Saturday, November 10, 2012

Fahrenheit Scale - what's the basis?

Marshall Street Starbucks - Syracuse, NY

Curiosity made me look up the logic recently. It was surprising!

What I mean by the title is that I know what the Celsius scale is based upon. Water freezes at 0C, boils at 100C, and using these two round values as base points, the scale is calibrated. Sounds reasonable.

Now, the Kelvin scale. The scale is the same as Celsius, but with an offset. That is, each difference of 1K is equal to 1C, but the base is not the freezing point of water, but absolute zero. In other words, any temperature in this universe, however cold, would be non-negative on this scale. Zero Kelvin is when all motion ceases (not yet attained experimentally but about 1E-9K has been reached). Very clear reasoning.

There's other scales but they do not appear to be very frequently used, so I won't comment on them for now.

This brings us to Fahrenheit. Water freezes at 32F. Water boils at 212F. Normal body temperature is 98.6F. Absolute zero is -459.67F. So what really is the basis for this scale? There should be some "round" number that means something. Why choose seemingly arbitrary numbers? We know what zero is in Celsius and Kelvin. What really is "Zero degrees F", in  other words, what is the basis for this scale?

The only thing I could think of was that perhaps 100F is a likely threshold for a (serious) fever. 98.6-100F may not be a cause for much concern, likely a simple cold/flu. Although I must admit, this was not strong enough a reason, and I couldn't think of any other round number, in order to calibrate.

It so happens that this scale is still popular partly because of the following "intuitive" sense of these numbers, that were easy to remember. 50F is a pleasant day. 100F is on the threshold of being too hot. 0F is borderline very cold. And so on.

But none of all this explained the logic behind creating the scale. I mean 99F is very hot as well. 1F is chilly too. 55F is even more pleasant. 100.4F is also a reasonable fever.

As it turns out, the scale just happens to produce values this way. The reason behind creating the scale as it is was very different. Fahrenheit, in 1724, determined the zero as the freezing point of a mixture of ice, water and ammonium chloride (in equal rations), essentially a kind of brine. At the time, this temperature was considered widely as the coldest possible.

32F was the freezing point of ice and water (also mixed in equal ratios). The number 32 came about as Romer's scale (proposed in 1701) was modified by Fahrenheit to avoid fractions (he multiplied all values from Romer's scale by 4). This new scale underwent further minor refinements by scientists which led to the scale being the way it is today.

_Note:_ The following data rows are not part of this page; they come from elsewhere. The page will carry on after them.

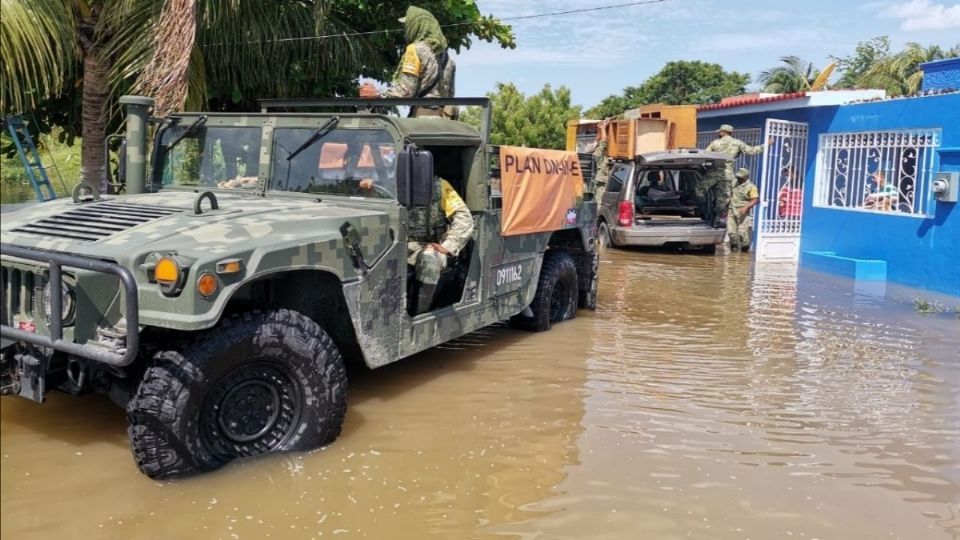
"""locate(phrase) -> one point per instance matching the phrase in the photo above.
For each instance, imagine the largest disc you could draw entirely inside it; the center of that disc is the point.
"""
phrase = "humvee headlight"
(207, 284)
(66, 308)
(169, 275)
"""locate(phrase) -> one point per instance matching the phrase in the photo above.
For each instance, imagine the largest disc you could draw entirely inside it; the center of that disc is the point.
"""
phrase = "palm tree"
(900, 74)
(795, 75)
(175, 50)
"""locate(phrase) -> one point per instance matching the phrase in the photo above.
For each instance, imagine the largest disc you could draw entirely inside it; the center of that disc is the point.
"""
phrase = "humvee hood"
(116, 226)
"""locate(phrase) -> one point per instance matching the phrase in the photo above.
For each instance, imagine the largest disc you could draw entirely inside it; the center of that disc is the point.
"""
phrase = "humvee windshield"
(229, 158)
(336, 164)
(226, 157)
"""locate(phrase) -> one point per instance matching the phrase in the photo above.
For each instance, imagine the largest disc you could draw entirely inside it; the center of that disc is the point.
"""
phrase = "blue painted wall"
(941, 75)
(921, 252)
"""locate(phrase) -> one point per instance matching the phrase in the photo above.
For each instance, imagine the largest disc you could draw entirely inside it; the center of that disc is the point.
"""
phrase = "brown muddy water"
(705, 398)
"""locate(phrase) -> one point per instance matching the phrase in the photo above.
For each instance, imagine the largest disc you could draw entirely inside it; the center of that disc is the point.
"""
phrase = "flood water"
(705, 398)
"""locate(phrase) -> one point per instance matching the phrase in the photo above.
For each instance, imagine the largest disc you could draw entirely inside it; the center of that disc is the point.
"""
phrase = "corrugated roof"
(750, 100)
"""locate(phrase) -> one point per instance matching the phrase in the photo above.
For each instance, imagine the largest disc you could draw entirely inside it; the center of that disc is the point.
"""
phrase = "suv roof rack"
(266, 105)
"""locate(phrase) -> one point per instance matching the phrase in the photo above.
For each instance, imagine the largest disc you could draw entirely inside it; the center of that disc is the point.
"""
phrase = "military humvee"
(219, 297)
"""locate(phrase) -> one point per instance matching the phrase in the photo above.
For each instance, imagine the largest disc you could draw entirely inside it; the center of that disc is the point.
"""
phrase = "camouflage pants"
(722, 199)
(739, 228)
(427, 263)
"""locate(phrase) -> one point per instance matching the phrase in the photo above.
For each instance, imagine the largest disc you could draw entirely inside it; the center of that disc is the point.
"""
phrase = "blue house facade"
(941, 75)
(867, 174)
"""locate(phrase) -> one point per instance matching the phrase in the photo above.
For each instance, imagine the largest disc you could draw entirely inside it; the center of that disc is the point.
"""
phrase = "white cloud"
(923, 15)
(603, 38)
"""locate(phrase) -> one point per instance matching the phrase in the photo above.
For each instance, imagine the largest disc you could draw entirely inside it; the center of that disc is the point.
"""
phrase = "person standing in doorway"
(426, 69)
(740, 215)
(727, 144)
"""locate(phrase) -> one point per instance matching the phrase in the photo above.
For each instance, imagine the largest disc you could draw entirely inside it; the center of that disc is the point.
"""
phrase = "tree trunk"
(95, 118)
(94, 104)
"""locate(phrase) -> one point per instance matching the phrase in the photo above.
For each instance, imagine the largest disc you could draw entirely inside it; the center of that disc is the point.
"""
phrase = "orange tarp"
(541, 190)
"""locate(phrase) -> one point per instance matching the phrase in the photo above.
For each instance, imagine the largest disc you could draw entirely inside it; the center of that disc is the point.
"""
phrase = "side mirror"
(415, 177)
(108, 179)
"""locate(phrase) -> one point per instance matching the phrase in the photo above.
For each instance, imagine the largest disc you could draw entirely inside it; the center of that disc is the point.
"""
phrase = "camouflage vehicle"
(220, 296)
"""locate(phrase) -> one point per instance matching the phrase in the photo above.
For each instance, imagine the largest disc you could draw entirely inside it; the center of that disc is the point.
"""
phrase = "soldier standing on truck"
(426, 69)
(740, 215)
(727, 144)
(599, 150)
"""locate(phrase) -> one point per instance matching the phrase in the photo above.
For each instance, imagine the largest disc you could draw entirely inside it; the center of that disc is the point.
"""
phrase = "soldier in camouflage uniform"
(740, 215)
(437, 233)
(723, 179)
(426, 69)
(599, 150)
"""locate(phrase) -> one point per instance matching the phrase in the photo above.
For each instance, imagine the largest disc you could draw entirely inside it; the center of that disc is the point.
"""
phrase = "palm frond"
(165, 77)
(37, 52)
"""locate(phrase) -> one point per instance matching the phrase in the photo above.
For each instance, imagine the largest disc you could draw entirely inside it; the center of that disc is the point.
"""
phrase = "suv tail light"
(625, 217)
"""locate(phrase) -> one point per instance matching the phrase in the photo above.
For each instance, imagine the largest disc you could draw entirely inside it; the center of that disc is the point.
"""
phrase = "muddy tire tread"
(167, 443)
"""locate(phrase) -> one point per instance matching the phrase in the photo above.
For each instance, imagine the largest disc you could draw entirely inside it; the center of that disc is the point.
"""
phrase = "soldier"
(437, 233)
(740, 214)
(734, 148)
(426, 69)
(599, 150)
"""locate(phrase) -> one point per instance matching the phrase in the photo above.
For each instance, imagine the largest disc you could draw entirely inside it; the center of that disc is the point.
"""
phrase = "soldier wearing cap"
(727, 144)
(599, 150)
(426, 69)
(740, 215)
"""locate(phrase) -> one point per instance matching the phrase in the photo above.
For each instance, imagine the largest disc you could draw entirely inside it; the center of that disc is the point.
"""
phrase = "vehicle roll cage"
(364, 104)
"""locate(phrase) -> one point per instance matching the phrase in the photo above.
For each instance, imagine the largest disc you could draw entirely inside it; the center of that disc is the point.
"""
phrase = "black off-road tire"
(259, 382)
(604, 240)
(556, 296)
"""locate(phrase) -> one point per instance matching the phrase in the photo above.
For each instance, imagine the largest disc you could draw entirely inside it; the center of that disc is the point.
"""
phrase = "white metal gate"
(781, 191)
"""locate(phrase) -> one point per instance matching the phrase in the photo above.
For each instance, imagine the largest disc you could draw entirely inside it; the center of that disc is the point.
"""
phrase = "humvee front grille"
(96, 221)
(18, 288)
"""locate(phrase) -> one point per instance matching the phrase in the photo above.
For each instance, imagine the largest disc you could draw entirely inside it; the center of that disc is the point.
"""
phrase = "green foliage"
(795, 75)
(37, 52)
(537, 121)
(900, 74)
(243, 51)
(61, 161)
(852, 68)
(678, 83)
(927, 307)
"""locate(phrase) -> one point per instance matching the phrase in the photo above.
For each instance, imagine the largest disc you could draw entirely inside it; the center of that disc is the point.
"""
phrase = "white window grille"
(877, 171)
(750, 136)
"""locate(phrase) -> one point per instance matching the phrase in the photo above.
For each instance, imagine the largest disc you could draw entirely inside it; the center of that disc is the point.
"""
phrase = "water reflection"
(707, 398)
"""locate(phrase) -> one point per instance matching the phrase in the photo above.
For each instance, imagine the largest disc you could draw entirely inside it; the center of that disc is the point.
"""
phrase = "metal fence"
(877, 171)
(750, 136)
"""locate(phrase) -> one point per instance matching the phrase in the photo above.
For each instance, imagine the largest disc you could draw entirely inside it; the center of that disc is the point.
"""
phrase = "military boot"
(423, 298)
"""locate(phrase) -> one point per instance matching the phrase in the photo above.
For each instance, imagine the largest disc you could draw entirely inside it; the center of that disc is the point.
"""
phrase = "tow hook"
(22, 374)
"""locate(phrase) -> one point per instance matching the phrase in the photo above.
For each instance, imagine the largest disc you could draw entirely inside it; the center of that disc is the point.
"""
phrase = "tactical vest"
(428, 223)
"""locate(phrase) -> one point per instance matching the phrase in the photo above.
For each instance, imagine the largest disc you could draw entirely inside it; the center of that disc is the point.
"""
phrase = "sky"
(597, 54)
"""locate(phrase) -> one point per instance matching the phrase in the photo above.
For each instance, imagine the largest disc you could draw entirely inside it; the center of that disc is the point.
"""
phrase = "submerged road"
(706, 398)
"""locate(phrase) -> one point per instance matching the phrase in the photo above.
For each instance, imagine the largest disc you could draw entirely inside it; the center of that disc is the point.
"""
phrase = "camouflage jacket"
(419, 68)
(734, 148)
(603, 166)
(742, 194)
(449, 212)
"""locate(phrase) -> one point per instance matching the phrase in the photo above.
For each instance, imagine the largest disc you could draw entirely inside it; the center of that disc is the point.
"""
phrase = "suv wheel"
(257, 383)
(556, 296)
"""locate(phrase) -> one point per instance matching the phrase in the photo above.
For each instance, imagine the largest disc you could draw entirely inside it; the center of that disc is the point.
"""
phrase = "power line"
(451, 25)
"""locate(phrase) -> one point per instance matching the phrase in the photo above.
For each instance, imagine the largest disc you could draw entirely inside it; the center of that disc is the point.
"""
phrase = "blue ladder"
(36, 172)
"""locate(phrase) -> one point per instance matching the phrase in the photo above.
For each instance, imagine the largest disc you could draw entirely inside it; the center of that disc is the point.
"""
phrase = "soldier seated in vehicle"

OK, now the next (obvious) questions - 1. Why ammonium chloride and not other salts? 2. Why was Romer's scale set to 7.5 for water/ice freezing mixture?

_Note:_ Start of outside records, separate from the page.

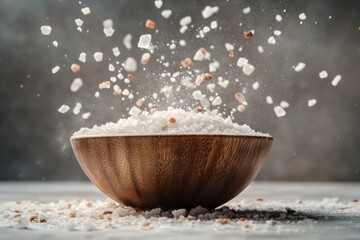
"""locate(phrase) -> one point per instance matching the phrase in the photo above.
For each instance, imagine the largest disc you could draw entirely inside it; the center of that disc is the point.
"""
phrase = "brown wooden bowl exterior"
(171, 171)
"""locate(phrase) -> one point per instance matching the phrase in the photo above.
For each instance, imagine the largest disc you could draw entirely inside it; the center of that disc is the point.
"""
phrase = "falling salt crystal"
(217, 101)
(248, 69)
(82, 57)
(213, 25)
(130, 65)
(311, 102)
(158, 3)
(98, 56)
(323, 74)
(45, 30)
(271, 40)
(300, 67)
(166, 13)
(229, 46)
(241, 62)
(284, 104)
(182, 43)
(63, 109)
(111, 67)
(77, 108)
(277, 32)
(144, 41)
(79, 22)
(55, 69)
(105, 85)
(127, 41)
(269, 100)
(209, 11)
(246, 10)
(86, 10)
(76, 84)
(116, 51)
(86, 115)
(185, 21)
(302, 16)
(279, 111)
(336, 80)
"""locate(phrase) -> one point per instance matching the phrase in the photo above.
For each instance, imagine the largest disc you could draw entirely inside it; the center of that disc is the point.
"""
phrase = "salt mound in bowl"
(171, 165)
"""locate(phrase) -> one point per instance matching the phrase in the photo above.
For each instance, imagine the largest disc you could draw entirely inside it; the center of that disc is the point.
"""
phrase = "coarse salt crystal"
(166, 13)
(302, 16)
(79, 22)
(185, 21)
(45, 30)
(213, 25)
(76, 84)
(158, 3)
(323, 74)
(77, 108)
(311, 102)
(299, 67)
(105, 85)
(279, 111)
(246, 10)
(98, 56)
(144, 41)
(130, 64)
(116, 51)
(82, 57)
(75, 68)
(55, 69)
(248, 69)
(284, 104)
(271, 40)
(127, 41)
(269, 100)
(217, 101)
(63, 109)
(229, 46)
(86, 10)
(336, 80)
(86, 115)
(209, 11)
(256, 85)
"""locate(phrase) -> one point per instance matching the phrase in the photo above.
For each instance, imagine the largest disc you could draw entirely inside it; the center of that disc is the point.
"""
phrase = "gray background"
(319, 143)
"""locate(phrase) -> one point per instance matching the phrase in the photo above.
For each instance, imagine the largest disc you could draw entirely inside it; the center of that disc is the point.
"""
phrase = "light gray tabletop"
(79, 210)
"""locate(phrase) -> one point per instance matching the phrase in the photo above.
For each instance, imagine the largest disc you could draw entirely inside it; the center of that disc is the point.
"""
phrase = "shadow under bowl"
(171, 171)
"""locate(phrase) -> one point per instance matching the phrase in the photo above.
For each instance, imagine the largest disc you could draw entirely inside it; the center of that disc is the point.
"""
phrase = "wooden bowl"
(171, 171)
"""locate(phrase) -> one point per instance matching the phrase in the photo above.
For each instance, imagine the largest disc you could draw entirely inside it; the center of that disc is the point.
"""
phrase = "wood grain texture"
(171, 171)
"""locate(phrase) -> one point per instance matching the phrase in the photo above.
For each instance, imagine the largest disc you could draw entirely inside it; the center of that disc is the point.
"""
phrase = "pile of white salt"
(172, 121)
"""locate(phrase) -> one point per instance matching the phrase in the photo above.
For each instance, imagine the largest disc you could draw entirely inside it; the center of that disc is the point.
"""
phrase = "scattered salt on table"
(299, 67)
(98, 56)
(144, 41)
(76, 84)
(336, 80)
(279, 111)
(63, 109)
(86, 10)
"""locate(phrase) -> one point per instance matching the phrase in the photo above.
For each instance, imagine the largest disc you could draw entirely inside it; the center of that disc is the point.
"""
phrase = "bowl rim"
(120, 135)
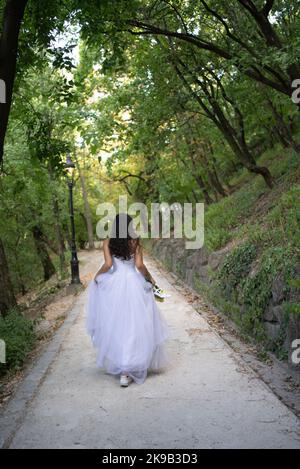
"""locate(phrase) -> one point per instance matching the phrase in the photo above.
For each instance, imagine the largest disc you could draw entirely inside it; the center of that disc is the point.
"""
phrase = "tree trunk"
(57, 225)
(12, 18)
(59, 235)
(284, 133)
(87, 211)
(7, 297)
(42, 252)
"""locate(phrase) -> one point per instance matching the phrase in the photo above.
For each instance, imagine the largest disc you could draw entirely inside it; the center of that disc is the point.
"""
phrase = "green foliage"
(236, 267)
(19, 337)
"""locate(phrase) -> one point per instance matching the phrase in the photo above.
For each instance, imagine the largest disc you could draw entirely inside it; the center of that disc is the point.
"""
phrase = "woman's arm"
(139, 263)
(107, 259)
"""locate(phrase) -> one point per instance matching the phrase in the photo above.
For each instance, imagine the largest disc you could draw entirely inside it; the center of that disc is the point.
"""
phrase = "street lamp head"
(69, 166)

1. Ammonium chloride is a commonly available salt used in forming Frigorific mixtures, i.e. a mixture where the final equilibrium temperature reached by the mixture is fixed, no matter what the temperature of the constituents were, initially. I assume this particular salt was used (and not some other salts which also produced such mixtures) since it was commonly available, but I'm unsure.

2. Romer set 0 in the same way as above, the freezing point of brine. The boiling point was set at 60 degrees. Why 60? I tried searching on the net, but found no convincing answer. Well, it's a round number. And the freezing point of water on this scale was 1/8 of the way, at 7.5 degrees.

So there's my understanding of the scale. The availability of ammonium chloride abundantly, its contribution towards forming frigorific mixtures, a misunderstanding of what the coldest possible temperature was, and an (arbitrarily?) chosen boiling point of 60 degrees by Romer led to the scale that is still so popular today!

In my opinion, metric systems are the way to go!


  1. Nice read..

    ..barring the US i've never seen farenheit scale being used anywhere else in the world.. can't understand why they don't use metric system, which seem more logical..

    also, the bbc link was quite informative.. i din't really know that 1e-9K was achievable in laboratories

  2. Thanks Sriki! Yup, such low temperatures have been achieved experimentally...I too believe that metric systems - for all kinds of measurements - will be pretty handy!